Güncelleme Tarihi:
Selim KAYA/ DİYARBAKIR, (DHA)- DİYARBAKIR, Şanlıurfa ve Mardin üçgeninde, bin 955 metre yüksekliğinde ve 288 kilometrekarelik alanda bulunan Karacadağ, her mevsim aynı bir güzelliğe sahip.
Güneydoğu Anadolu Bölgesi'nin en yüksek dağlarından biri olma özelliğini taşıyan Karacadağ'da her mevsim ayrı bir güzellik yaşanıyor. Kış mevsiminde bol yağış alan Karacadağ'daki kayak merkezi, sınır olduğu Diyarbakır, Şanlıurfa ve Mardin ile bölgedeki vatandaşlara en güzel kış tatili geçirme imkanı sağlıyor. Kışın yağan kar, ilkbaharla birlikte eriyerek bereketli toprakları sulayarak yaşam kaynağı haline geliyor.
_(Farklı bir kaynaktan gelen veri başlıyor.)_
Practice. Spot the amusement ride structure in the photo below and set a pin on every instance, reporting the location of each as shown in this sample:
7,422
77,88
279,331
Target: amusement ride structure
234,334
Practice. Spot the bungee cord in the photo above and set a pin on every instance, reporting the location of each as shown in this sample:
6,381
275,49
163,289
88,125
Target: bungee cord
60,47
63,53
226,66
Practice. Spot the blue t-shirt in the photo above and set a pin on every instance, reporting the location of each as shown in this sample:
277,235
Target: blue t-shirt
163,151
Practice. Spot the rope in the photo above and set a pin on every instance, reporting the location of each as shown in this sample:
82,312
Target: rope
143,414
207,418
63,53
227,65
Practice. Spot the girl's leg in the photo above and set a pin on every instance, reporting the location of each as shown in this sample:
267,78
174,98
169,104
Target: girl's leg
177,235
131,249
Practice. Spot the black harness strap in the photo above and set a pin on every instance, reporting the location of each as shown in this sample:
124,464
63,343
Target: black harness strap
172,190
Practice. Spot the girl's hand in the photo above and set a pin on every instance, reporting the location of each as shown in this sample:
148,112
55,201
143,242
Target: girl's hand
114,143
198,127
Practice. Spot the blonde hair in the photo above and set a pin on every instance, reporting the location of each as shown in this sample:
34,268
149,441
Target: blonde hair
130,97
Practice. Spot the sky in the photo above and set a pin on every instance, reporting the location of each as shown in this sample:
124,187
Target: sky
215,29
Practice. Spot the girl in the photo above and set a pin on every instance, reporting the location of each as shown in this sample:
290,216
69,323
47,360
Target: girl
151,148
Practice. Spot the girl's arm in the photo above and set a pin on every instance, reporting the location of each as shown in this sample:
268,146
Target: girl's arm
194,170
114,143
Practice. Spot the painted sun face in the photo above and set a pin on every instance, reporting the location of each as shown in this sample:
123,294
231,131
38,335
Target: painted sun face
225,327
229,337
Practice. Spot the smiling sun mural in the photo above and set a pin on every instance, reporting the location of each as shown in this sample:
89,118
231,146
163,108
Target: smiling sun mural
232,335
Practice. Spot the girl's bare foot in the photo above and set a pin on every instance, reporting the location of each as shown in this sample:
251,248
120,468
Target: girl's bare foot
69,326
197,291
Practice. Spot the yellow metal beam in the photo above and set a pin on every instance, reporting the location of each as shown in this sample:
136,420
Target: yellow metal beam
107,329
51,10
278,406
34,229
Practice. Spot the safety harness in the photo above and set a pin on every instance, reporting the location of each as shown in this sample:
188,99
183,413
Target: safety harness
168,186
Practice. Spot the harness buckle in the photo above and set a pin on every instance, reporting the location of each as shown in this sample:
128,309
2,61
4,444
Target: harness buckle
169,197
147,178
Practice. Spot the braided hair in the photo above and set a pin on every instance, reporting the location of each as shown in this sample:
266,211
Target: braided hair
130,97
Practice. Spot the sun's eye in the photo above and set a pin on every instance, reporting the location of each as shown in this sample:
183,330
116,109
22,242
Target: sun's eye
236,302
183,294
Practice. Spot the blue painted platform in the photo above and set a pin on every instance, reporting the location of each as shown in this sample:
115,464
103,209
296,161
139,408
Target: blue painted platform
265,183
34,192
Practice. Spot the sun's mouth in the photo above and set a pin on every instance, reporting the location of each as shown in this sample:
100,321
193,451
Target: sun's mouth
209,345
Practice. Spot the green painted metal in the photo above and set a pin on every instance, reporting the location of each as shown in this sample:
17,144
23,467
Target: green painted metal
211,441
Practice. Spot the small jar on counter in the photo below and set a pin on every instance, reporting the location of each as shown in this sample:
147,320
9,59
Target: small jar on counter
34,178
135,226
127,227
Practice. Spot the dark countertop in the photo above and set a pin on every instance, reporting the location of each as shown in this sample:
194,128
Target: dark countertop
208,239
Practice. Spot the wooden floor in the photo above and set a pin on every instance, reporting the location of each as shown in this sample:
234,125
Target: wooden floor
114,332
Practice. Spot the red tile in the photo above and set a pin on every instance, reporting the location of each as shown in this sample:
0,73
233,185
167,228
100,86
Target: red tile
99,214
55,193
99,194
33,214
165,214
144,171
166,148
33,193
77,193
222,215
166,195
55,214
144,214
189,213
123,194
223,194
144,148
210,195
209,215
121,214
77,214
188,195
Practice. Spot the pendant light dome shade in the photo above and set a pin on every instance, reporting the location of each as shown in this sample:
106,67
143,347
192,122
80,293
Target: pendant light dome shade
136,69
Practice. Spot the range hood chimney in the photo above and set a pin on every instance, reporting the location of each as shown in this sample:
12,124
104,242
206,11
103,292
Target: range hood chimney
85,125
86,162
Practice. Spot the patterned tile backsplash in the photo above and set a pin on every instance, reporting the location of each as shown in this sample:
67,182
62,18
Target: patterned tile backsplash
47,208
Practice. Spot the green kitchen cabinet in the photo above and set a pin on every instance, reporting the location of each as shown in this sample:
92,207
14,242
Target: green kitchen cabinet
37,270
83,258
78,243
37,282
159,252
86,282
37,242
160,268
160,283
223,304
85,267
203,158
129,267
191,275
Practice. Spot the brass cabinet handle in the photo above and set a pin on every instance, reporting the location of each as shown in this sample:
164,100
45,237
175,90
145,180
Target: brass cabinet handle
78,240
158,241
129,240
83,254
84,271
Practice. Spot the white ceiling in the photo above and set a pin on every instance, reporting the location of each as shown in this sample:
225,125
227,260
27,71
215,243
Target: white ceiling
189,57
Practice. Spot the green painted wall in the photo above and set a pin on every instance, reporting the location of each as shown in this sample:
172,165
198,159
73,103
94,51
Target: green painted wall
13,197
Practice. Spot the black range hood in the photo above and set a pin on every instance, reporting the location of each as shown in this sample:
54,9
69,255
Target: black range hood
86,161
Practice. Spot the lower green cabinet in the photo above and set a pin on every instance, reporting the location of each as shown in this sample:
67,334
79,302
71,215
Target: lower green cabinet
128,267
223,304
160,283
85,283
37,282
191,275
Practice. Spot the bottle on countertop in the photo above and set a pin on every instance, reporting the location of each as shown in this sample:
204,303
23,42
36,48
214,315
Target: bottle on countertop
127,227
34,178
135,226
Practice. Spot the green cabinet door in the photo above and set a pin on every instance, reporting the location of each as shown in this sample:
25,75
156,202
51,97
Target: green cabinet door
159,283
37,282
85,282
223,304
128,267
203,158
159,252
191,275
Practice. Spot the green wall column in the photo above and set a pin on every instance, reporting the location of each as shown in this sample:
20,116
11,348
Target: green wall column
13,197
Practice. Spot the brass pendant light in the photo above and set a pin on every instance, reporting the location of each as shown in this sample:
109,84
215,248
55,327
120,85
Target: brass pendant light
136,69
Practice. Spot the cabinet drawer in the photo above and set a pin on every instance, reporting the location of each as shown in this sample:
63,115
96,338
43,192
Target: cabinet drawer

Dereler, irili ufaklı göllere akarken, akış güzergahındaki ekili tarla ve canlı habitatına da can verirken, bu güzergahtaki özellikle pirinç tarlalarına da sıcak mevsimde can suyu oluyor. Karların erimeye başlamasıyla birlikte sonbahar mevsiminde, Doğu Anadolu yaylalarındaki göçerler, Karacadağ'ın verimli yaylalarına gelerek hayvanlarını burada otlatıyor. Yaşamları gibi ölümleri de göç yolunda olan göçerler, burada çadır kurarak, Karacadağ'ın verimli doğasından yararlanıyor. İlkbahar, yaz ve sonbahar mevsimlerinde göçerlerin akınına uğrayan Karacadağ'da, yılın 9 ayında 65 binin üzerinde küçükbaş hayvan bulunuyor. Bu sürülerden elde edilen sütler ise bölgedeki mandıralarda işletilip piyasaya süt, yoğurt, penir ve tereyağı gibi süt ürünleri olarak sürülüyor.
İlkbahar mevsiminin başlarında Karacadağ'ın zirvesine yerleşmeye başlayan Siverek'in İleri Köyü sakinlerinden Fatma Akalın, çadırda sürdürdükleri 9 aylık süre içerisinde Karacadağ'ın en güzel zamanlarını yaşadıklarını belirterek, "İlkbaharda karların erimesiyle beraber buralara geliyoruz. Sonbahar mevsimine kadar buradayız. Karacadağ'da bulunduğumuz süre içinde koyunlarımızı güdüyor, sütlerinden, yünlerinden faydalanıyor ve bu şekilde geçimimizi sağlıyoruz. Kış geldiği zaman da Şanlıurfa'nın Viranşehir İlçesi'ndeki düzlüklere gidiyoruz" dedi.